Forget scoring, I want the "assist"

Take a moment and reflect on some of the joys in your life. Think about the things that you love to do, the things that truly make you happy not because it will earn you money or prove advantageous to you in any way, but because you think it is a worthwhile activity. What do you come up with?

For me, playing soccer is one the joys in my life. I've played on my school team since 7th grade, and though at times there is stress and competition and pain involved, it's a sport I truly love to play. There's nothing quite like making a full sprint down the field for the through ball or solidly tackling an opponent to force the turnover, or beating a defender and just striking the ball in the perfect spot for that sweet upper ninety goal. But for me personally, the greatest joy comes from providing the key assist in the heat of competition for a teammate to score.

For non-soccer players, forwards (also called strikers) like to keep track of two things during the season: One is the number of goals that they score, the other is the number of "assists" they get. Whenever a goal is a scored, the "assist" is awarded to the player who passed the ball to the player who scored (the goal is obviously awarded to whoever last touched the ball before it went into the net). It could be a through ball that is placed neatly through the defense, or the brilliant cross that the scorer heads into the net. The "assister" helps directly before the goal is scored, providing the opportunity for the scorer to score.

So why would a striker like me rather get an assist than a goal? I played our first scrimmage of the year yesterday against a really tough team. We did well to keep possession and look for opportunities, but to tell the truth there weren't many. At one point during the game I was able to receive the ball and turn upfield against a few defenders. I pushed the ball through a gap to my teammate, who ran onto the ball and went one-on-one against the keeper. He neatly finished, slotting the ball into the lower left corner, and I just went crazy- I turned around and sprinted towards him, almost tackling him as I wrapped him in a big victory hug. That's what I love most, that feeling of elation of helping to score a goal, then celebrating with the scorer for a job well done. As the scorer in a game I don't like to celebrate that much. I guess I don't like to come across as boastful or arrogant. But when I celebrate with a teammate for an assist, it's the genuine joy of making a beautiful play and succeeding in what the game is all about- scoring a goal.

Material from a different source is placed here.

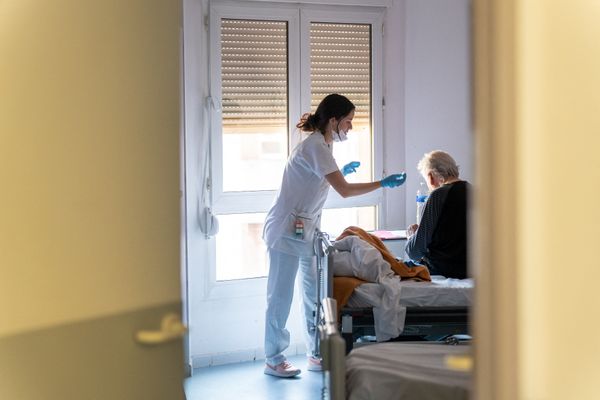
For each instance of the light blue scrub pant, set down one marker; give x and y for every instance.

And the more I thought about it after the game, the more I realized I should apply that thought to real life as well. Oftentimes we don't "celebrate" enough with our friends and family, going crazy over the things that they do well in, whether or not you had a part in their success. I actually feel very satisfied whenever I can "assist" someone in life, whether it's contributing my time, effort, or knowledge to aid them in their endeavors, despite the lack of "fame." I mean, goalscorers always get their name in the paper. They are the ones that people notice and remember. This isn't always the case for the "assisters," key players who brought about the opportunity but just didn't participate in that final glorifying moment. Defenders, I'm sure, know exactly what I'm talking about. And it's the same in real life, we don't always get recognized for that brilliant pass or discreet aid. But that's okay. As Christians we should seek to serve others as Jesus did, supporting people in ways that aren't always noticed. We should share the joy of others who succeed, and truly being happy for them, not just offering them congratulations and a pat on the back. There's absolutely nothing wrong with being the goalscorer from time to time. But other times we must learn to be proud to be the washer of other people's feet, to be the goal assister or defensive MVP of a game that often goes unrecognized.